The MGH Tumor Clinic – the first clinic of its kind at a general hospital – was established in 1925 and led by George W. Holmes, MD, chief of the X-ray Department, who brought together staff from various disciplines to discuss cancer cases in which radiation had proved effective when the traditional treatment of surgery had failed. For decades, however, the clinic primarily offered patients consultation and follow-up rather than direct care.
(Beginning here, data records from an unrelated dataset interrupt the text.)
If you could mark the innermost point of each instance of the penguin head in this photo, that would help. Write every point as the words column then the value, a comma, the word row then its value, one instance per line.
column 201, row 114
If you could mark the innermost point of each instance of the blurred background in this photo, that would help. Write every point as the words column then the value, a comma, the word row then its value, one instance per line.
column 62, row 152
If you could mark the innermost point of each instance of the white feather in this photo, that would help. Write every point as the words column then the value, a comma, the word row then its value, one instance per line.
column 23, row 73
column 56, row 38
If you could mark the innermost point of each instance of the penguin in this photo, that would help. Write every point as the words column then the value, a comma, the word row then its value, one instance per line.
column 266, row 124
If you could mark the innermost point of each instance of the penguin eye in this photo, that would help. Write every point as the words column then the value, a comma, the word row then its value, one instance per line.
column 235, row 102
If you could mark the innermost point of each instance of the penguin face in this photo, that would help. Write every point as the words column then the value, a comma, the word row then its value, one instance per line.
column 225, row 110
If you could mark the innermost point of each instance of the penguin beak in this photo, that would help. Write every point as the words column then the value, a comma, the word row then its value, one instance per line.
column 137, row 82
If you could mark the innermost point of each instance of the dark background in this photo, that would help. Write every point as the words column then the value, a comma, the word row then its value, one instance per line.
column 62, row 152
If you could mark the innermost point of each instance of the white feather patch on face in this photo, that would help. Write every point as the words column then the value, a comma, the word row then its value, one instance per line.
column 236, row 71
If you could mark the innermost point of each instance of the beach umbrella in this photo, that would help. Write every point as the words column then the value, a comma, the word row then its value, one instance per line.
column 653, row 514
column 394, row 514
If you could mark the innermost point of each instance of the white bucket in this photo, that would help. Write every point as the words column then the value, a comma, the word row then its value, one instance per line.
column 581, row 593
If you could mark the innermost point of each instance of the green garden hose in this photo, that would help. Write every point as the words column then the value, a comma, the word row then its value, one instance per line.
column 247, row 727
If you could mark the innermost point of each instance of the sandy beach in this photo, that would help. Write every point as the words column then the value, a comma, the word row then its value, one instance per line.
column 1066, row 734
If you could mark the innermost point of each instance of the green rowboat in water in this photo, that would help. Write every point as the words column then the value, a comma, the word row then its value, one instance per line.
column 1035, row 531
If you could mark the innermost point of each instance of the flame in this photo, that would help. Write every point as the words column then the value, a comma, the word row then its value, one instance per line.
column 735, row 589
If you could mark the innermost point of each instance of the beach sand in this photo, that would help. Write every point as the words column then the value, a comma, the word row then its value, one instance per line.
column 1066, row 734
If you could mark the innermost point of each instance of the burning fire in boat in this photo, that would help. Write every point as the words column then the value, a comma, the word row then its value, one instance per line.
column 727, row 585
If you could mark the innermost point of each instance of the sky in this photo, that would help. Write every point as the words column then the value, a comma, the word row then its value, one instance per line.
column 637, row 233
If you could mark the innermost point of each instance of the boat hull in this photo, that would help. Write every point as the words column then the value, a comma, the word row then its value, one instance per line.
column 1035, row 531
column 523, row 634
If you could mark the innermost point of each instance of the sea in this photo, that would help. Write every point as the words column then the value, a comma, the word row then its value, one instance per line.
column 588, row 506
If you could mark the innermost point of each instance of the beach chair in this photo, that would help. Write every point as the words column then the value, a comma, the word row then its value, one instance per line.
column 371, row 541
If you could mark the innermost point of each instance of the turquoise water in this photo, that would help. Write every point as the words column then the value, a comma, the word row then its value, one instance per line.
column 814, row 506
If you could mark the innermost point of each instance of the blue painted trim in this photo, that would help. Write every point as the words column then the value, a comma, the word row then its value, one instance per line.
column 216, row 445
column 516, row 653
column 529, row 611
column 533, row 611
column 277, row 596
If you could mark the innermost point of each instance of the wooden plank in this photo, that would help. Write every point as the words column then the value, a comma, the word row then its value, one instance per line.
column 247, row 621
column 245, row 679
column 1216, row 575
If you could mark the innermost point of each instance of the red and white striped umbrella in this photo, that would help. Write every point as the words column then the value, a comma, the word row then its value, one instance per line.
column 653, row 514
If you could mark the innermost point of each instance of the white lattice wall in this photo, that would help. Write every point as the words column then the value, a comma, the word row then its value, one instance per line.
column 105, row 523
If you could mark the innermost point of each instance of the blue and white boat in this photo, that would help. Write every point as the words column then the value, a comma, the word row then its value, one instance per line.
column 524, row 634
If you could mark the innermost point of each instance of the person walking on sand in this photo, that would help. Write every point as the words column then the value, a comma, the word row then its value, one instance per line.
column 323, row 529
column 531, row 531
Around the same time Holmes was founding the Tumor Clinic, across town the Huntington Memorial Hospital was blossoming as a major force in cancer care. Founded in 1912 by MGH physician J. Collins Warren, MD – grandson of the MGH co-founder – the Huntington had facilities for both clinical treatment and research under one roof. Joseph Aub, MD, an endocrinologist who had directed lead poisoning studies at the MGH, became the director of the Huntington in 1928 and guided his team’s efforts with a new and unusual hypothesis – that cancer was a disruption in growth control. Aub remained at the helm of the Huntington’s efforts when it merged into the MGH in 1941.
“Aub’s view on cancer would prove to be far ahead of his time,” says Daniel Haber, MD, PhD, director of the MGH Cancer Center, the comprehensive, multidisciplinary program that evolved from the early days of both the Tumor Clinic and the Huntington. “Therapies targeted at mutations in growth-associated genes are one of today’s most promising areas of cancer research.”
The MGH Cancer Center, which was established in 1987, is a pioneer of targeted therapy. A 2004 New England Journal of Medicine article by Haber and former MGH oncologist Tom Lynch, MD, helped launch this new era by describing how mutations in a gene involved in growth control determined which lung tumors were sensitive to treatment with the drug Iressa.
At present, there are numerous studies of targeted therapies for many types of tumors, and the newly established MGH Henri and Belinda Termeer Center for Targeted Therapies – led by José Baselga, MD, PhD, chief of Hematology/Oncology, associate director of the Cancer Center and an expert in personalized cancer medicine – is working to make genetic profiling of all tumors routine.